I've recently been looking into a concept for a CPU architecture called the Mill.
The Mill (though it may be vaporware) uses metadata for various things in the CPU, such as a software speculative load producing a value tagged as not a result (NaR
). If a later instruction tries to store that result non-speculatively, hardware detects that and faults.
I was wondering if any other CPU's are similar in the sense of using metadata in the architecture.
A few random examples I know of, certainly not an exhaustive list. IDK if there are any that use metadata for all the things the Mill does. Some of what the Mill does is unique, but some of the ideas have appeared in similar forms in other ISAs.

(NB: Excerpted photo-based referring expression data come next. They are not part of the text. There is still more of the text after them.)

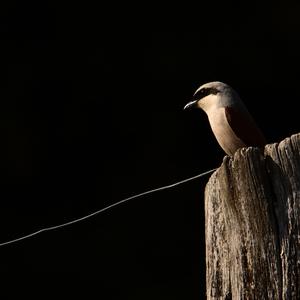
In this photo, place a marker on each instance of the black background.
(91, 113)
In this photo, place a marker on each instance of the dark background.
(91, 113)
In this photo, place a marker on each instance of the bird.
(229, 119)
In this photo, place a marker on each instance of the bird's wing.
(244, 127)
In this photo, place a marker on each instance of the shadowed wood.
(252, 224)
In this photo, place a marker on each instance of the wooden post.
(252, 224)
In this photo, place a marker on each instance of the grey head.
(217, 94)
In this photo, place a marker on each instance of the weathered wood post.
(252, 224)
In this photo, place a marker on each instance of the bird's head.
(212, 94)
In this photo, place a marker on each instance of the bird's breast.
(223, 132)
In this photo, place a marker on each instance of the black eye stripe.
(204, 92)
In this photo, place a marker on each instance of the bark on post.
(252, 224)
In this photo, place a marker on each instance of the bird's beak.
(191, 104)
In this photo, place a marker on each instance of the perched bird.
(229, 119)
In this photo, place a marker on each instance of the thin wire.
(104, 209)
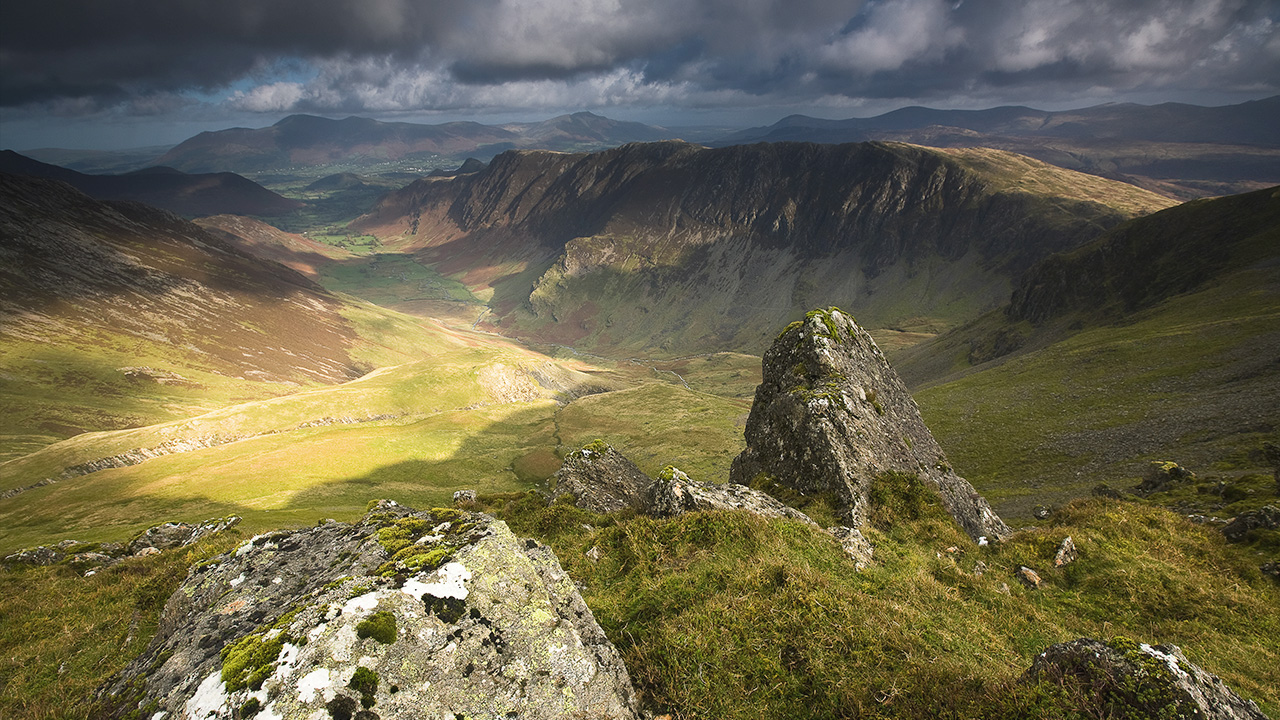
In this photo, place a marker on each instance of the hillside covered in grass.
(728, 615)
(1155, 342)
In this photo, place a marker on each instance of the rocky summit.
(831, 417)
(405, 614)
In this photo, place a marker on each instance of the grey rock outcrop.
(602, 481)
(178, 534)
(1262, 519)
(406, 614)
(1162, 474)
(675, 492)
(1141, 680)
(832, 415)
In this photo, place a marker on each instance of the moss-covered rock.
(306, 624)
(1127, 679)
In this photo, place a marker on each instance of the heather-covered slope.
(191, 195)
(667, 247)
(1175, 149)
(1155, 342)
(115, 314)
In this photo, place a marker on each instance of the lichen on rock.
(1129, 679)
(831, 415)
(324, 623)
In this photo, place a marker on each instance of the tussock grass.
(727, 615)
(1191, 379)
(659, 424)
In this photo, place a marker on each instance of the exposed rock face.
(1162, 474)
(1261, 519)
(406, 614)
(178, 534)
(831, 417)
(675, 493)
(602, 481)
(149, 542)
(1142, 680)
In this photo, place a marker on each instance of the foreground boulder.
(1162, 475)
(1129, 679)
(406, 614)
(831, 415)
(1262, 519)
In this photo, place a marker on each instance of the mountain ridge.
(310, 140)
(554, 237)
(168, 188)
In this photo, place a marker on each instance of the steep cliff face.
(691, 246)
(1151, 259)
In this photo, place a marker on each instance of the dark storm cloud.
(101, 48)
(437, 54)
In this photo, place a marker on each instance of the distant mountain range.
(1179, 150)
(1175, 149)
(1248, 123)
(307, 140)
(191, 195)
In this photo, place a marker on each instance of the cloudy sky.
(119, 73)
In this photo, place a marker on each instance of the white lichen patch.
(361, 605)
(312, 683)
(1168, 659)
(451, 583)
(210, 697)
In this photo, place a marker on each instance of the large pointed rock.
(602, 479)
(832, 415)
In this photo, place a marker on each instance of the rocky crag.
(602, 479)
(832, 415)
(1133, 679)
(405, 614)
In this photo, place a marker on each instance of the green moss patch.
(365, 682)
(250, 661)
(380, 625)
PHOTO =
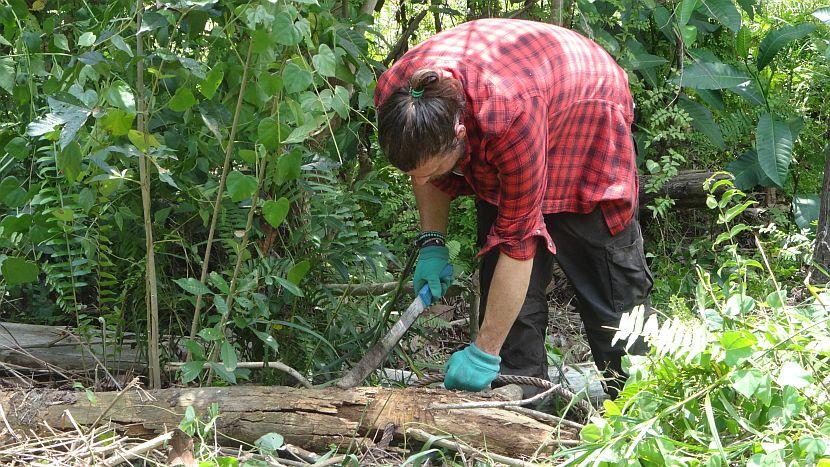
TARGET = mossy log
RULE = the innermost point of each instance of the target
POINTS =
(309, 418)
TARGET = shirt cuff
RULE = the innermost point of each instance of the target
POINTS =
(520, 246)
(453, 185)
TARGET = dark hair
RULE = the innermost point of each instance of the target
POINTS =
(413, 129)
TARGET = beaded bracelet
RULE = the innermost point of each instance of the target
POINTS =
(429, 236)
(431, 242)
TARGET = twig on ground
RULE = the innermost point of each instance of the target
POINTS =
(494, 404)
(138, 450)
(544, 417)
(422, 435)
(132, 383)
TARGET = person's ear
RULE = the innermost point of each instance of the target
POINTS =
(460, 131)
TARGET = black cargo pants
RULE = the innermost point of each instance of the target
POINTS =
(609, 274)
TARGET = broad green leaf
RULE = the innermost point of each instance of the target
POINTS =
(283, 30)
(191, 370)
(288, 166)
(644, 61)
(19, 271)
(711, 75)
(69, 161)
(269, 134)
(71, 116)
(298, 272)
(776, 300)
(143, 141)
(749, 7)
(12, 192)
(777, 39)
(749, 92)
(793, 374)
(325, 61)
(269, 443)
(689, 34)
(302, 132)
(61, 42)
(737, 345)
(220, 304)
(228, 355)
(17, 147)
(223, 372)
(702, 121)
(813, 446)
(86, 39)
(823, 15)
(746, 382)
(296, 79)
(64, 214)
(684, 11)
(117, 122)
(289, 286)
(742, 41)
(725, 12)
(210, 334)
(248, 156)
(268, 339)
(806, 209)
(13, 224)
(712, 98)
(213, 79)
(192, 286)
(340, 102)
(774, 144)
(240, 186)
(119, 94)
(182, 100)
(7, 74)
(275, 211)
(119, 44)
(739, 304)
(261, 41)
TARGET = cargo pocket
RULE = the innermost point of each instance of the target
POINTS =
(631, 280)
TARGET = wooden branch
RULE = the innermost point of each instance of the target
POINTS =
(194, 327)
(121, 457)
(309, 418)
(400, 45)
(686, 189)
(151, 294)
(175, 366)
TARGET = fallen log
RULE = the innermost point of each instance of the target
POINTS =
(309, 418)
(686, 189)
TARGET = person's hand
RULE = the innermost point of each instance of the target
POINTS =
(432, 270)
(471, 369)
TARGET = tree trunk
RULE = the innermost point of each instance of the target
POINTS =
(309, 418)
(821, 253)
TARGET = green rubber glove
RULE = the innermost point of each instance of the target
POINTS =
(471, 369)
(431, 263)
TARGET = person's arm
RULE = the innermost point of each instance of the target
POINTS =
(504, 301)
(520, 156)
(433, 206)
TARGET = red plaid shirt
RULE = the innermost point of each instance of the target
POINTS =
(548, 121)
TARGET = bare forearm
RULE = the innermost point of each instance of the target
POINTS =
(433, 206)
(504, 301)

Yes, IA-64 Itanium also had not-a-thing
load results that would fault if you read them, for the same software-speculation reason as the Mill. Its architects described it as an EPIC ISA. (EPIC = Explicitly Parallel Instruction Computing, as opposed to CISC or RISC. It's also a VLIW.) From Wikipedia:
The architecture implements a large number of registers:
128 general integer registers, which are 64-bit plus one trap bit ("NaT", which stands for "not a thing") used for speculative execution. 32 of these are static, the other 96 are stacked using variably-sized register windows, or rotating for pipelined loops. gr0 always reads 0.
128 floating point registers. The floating point registers are 82 bits long to preserve precision for intermediate results. Instead of a dedicated "NaT" trap bit like the integer registers, floating point registers have a trap value called "NaTVal" ("Not a Thing Value"), similar to (but distinct from) NaN. These also have 32 static registers and 96 windowed or rotating registers. fr0 always reads +0.0, and fr1 always reads +1.0.
So for integer, there truly is separate metadata. For FP, the metadata is encoded in-band.
Other examples of metadata that aren't related to software-visible speculation include:
The x87 FPU has 8 architectural registers, but normal instructions access them as a register stack where the underlying register for st(0)
is determined by a field in the x87 status word. (i.e. the metadata is architecturally visible and can be modified with fincstp
to rotate the "revolver barrel".) See https://masm32.com/masmcode/rayfil/tutorial/fpuchap1.htm for a good diagram and intro to the x87 design. Also, x87 has a free / in-use flag for each register; trying to load into an already in use register produces an FP exception (and a NaN if exceptions are masked). Normally the in-use flag is cleared by "popping" the register stack with fstp
to store and pop, or whatever, but there's also ffree
to mark any x87 register as free.
Obviously a microarchitecture has to keep lots of info about instructions that are in flight, like whether they've finished executing or not. But there is at least one interesting case of metadata about data, not code:
In AMD Bulldozer-family and Bobcat/Jaguar, the SIMD FPUs apparently keep some extra metadata alongside the actual architectural register value. As Agner Fog explains in his microarchitecture PDF, (Bulldozer-family) 19.11 Data delay between different execution domains:
There is a large penalty when the output of a floating point calculation is input to a floating point calculation with a different precision, for example if the output of a double precision floating point addition is input to a single precision addition. This has hardly any practical significance since such a sequence is most likely to be a programming error, but it indicates that the processor stores extra information about floating point numbers beyond the 128 bits in an XMM register. This effect is not seen on Intel processors.
This might possibly be related to the fact that Bulldozer has FP latency 1 cycle lower when forwarding from an FMA-unit instruction to another FMA instruction, like mulps
forwarding to addps
with no sqrtps
or xorps
in between.
Also various AMD uarches have marked instruction boundaries in L1 I-cache, reducing / latency of decoding repeatedly. Intel Silvermont also does this.